Уборщица Мария Ивановна, которая проработала в театре уже сорок лет, сидела напротив его стола, и терпеливо ждала, что скажет директор. Мало того, что директор очень уважал эту преданную театру женщину, так они ещё и жили с ней в одном доме и в одном подъезде.
- Мариванна, скажи мне, пожалуйста, тебе не тяжело работать в нашем коллективе? - издалека начал директор.
- Чего? - тут же переспросила пожилая женщина, чувствуя, что этот вопрос ей задан неспроста.

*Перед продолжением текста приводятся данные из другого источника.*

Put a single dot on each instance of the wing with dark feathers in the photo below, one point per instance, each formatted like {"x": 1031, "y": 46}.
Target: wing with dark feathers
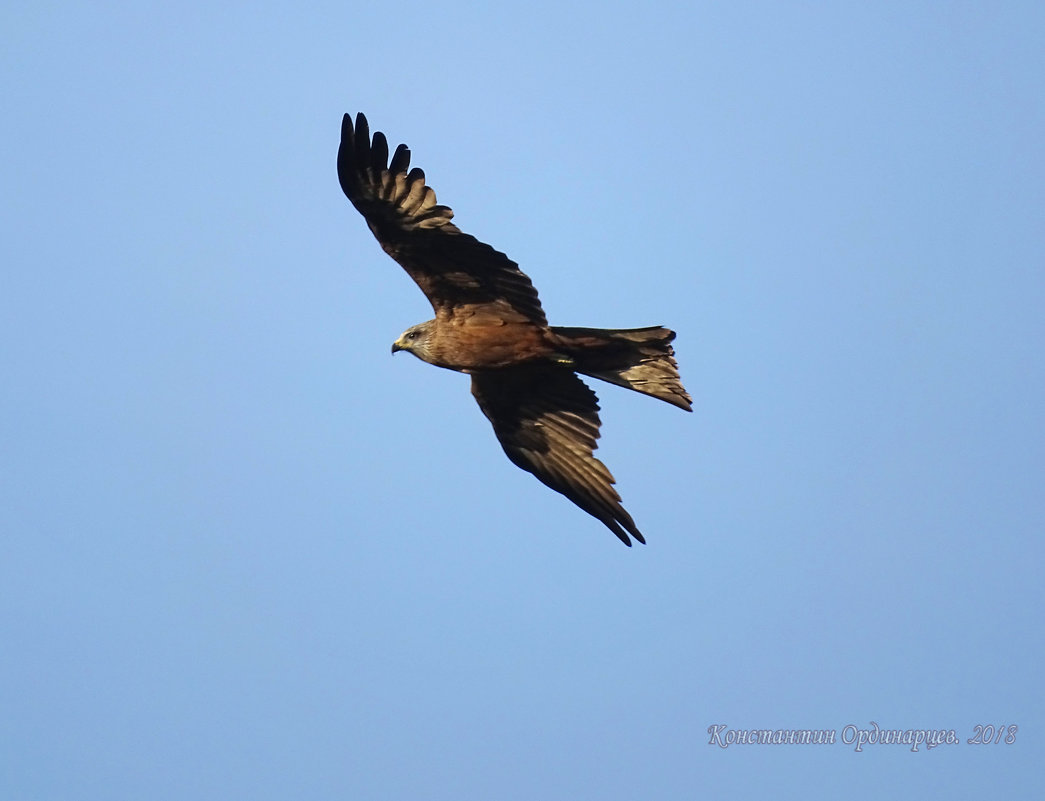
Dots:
{"x": 453, "y": 268}
{"x": 547, "y": 420}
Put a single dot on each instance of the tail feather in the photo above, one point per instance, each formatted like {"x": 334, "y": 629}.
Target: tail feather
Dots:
{"x": 636, "y": 358}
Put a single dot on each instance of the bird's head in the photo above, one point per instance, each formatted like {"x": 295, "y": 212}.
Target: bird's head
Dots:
{"x": 416, "y": 339}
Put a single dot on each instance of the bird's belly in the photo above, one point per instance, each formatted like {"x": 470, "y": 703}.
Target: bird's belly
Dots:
{"x": 479, "y": 346}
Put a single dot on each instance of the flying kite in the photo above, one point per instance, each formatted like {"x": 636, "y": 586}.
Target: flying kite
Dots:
{"x": 489, "y": 325}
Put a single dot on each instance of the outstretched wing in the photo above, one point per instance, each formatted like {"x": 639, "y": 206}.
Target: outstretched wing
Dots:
{"x": 453, "y": 268}
{"x": 547, "y": 420}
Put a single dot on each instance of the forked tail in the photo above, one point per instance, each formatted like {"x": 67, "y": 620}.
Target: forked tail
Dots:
{"x": 636, "y": 358}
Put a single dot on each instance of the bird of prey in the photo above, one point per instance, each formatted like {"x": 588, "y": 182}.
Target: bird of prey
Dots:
{"x": 489, "y": 325}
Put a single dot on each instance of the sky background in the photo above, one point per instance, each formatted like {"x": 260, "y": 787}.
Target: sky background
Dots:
{"x": 246, "y": 554}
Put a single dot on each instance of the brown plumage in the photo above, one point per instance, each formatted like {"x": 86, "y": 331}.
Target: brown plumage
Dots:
{"x": 489, "y": 324}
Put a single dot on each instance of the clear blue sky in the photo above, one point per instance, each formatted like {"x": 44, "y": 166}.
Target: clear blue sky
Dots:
{"x": 246, "y": 554}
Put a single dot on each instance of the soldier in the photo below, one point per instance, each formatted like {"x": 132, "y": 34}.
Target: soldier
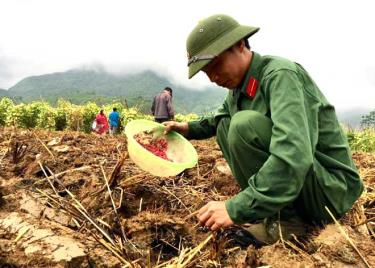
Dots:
{"x": 278, "y": 133}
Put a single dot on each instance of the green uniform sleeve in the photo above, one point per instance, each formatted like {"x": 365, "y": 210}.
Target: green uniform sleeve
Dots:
{"x": 205, "y": 127}
{"x": 279, "y": 181}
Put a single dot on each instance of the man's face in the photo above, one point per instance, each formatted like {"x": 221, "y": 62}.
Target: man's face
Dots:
{"x": 226, "y": 69}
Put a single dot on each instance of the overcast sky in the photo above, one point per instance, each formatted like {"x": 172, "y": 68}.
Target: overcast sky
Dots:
{"x": 333, "y": 40}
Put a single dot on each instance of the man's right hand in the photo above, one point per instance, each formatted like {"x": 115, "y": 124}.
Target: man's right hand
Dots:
{"x": 180, "y": 127}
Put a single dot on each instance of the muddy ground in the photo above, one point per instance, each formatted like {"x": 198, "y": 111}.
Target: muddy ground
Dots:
{"x": 56, "y": 210}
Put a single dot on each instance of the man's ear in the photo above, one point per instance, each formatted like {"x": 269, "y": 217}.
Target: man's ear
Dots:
{"x": 240, "y": 45}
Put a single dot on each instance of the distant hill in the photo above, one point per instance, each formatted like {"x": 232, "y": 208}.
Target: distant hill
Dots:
{"x": 352, "y": 117}
{"x": 80, "y": 86}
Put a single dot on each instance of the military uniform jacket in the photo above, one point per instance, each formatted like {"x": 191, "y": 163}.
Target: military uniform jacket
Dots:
{"x": 306, "y": 135}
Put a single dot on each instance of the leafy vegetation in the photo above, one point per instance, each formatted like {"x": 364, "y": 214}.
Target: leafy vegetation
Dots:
{"x": 368, "y": 120}
{"x": 67, "y": 115}
{"x": 362, "y": 140}
{"x": 101, "y": 87}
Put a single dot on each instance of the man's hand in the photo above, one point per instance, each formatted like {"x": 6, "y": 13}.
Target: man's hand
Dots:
{"x": 214, "y": 215}
{"x": 182, "y": 128}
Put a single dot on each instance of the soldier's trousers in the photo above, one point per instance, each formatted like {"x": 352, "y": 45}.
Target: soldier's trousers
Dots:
{"x": 248, "y": 156}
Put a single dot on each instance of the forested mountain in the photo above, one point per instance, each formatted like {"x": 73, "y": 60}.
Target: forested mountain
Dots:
{"x": 80, "y": 86}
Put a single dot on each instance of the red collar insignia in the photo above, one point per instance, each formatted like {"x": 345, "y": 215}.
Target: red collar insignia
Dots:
{"x": 251, "y": 88}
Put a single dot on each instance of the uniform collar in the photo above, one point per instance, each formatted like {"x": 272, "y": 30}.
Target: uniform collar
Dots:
{"x": 250, "y": 84}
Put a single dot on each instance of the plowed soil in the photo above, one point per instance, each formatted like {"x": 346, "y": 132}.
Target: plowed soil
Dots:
{"x": 56, "y": 210}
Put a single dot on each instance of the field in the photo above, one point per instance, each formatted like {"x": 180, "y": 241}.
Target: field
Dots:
{"x": 56, "y": 210}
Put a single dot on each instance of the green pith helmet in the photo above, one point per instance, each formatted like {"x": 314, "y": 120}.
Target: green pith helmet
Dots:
{"x": 211, "y": 37}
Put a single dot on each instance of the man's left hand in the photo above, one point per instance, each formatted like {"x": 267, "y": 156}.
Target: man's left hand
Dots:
{"x": 214, "y": 215}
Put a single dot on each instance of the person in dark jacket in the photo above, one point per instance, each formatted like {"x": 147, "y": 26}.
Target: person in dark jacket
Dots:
{"x": 162, "y": 107}
{"x": 278, "y": 133}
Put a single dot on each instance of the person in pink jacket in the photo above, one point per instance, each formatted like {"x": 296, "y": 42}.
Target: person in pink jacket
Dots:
{"x": 101, "y": 123}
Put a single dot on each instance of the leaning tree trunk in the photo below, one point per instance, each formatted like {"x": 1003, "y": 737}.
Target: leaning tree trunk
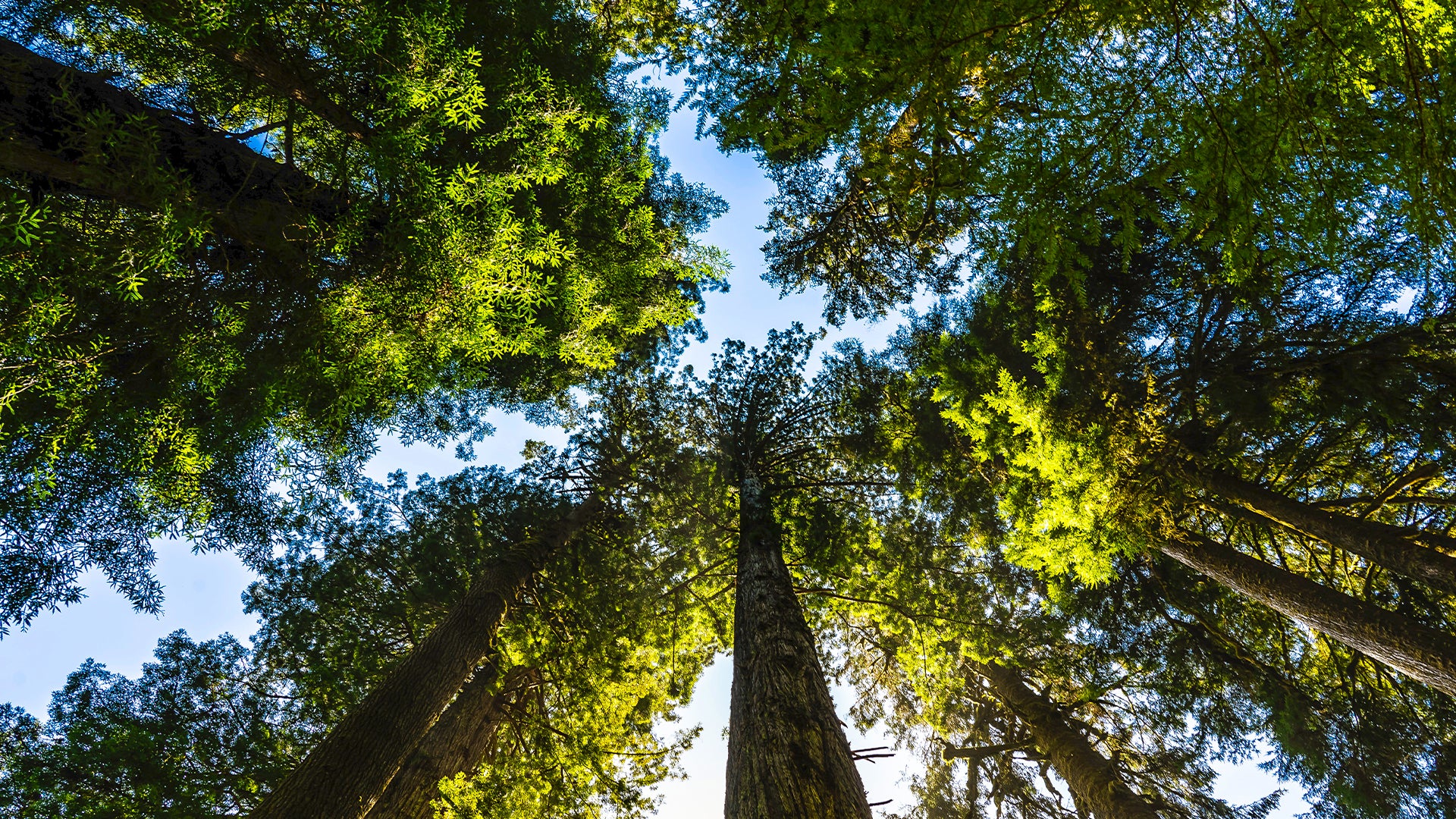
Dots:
{"x": 459, "y": 742}
{"x": 347, "y": 773}
{"x": 788, "y": 757}
{"x": 1417, "y": 651}
{"x": 253, "y": 199}
{"x": 1407, "y": 553}
{"x": 1095, "y": 783}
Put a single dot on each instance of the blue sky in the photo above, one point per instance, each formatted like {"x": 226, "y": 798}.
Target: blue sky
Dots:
{"x": 202, "y": 592}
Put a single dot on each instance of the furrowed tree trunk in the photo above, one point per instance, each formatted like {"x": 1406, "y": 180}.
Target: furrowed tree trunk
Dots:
{"x": 347, "y": 773}
{"x": 253, "y": 199}
{"x": 1417, "y": 651}
{"x": 788, "y": 757}
{"x": 1095, "y": 784}
{"x": 459, "y": 742}
{"x": 1411, "y": 554}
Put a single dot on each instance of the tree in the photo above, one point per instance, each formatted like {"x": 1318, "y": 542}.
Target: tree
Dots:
{"x": 202, "y": 732}
{"x": 909, "y": 139}
{"x": 360, "y": 608}
{"x": 237, "y": 243}
{"x": 786, "y": 748}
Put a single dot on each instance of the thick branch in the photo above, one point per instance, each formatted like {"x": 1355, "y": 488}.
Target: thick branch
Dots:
{"x": 1400, "y": 642}
{"x": 1097, "y": 787}
{"x": 47, "y": 108}
{"x": 1414, "y": 554}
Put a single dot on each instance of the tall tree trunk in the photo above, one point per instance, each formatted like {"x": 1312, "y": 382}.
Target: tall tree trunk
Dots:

- Я, спрашиваю, ты не сильно устаешь на работе?
- А что?
- Как что? - Директор изо всех сил старался быть вежливым. - Тебе ведь уже, как бы, за семьдесят...
- И что? – Женщина изо всех сил пыталась понять, куда клонит директор. – Вы говорите, конкретнее, Герман Викторович, что вы от меня хотите?
- Я хочу сказать, Мариванна, что мне кажется, ты стала слабой на зрение. И уже не так тщательно выполняешь свои обязанности, - выдавил-таки из себя директор то, что хотел сказать. - И, значит, пора нам с тобой, по этой причине, проститься.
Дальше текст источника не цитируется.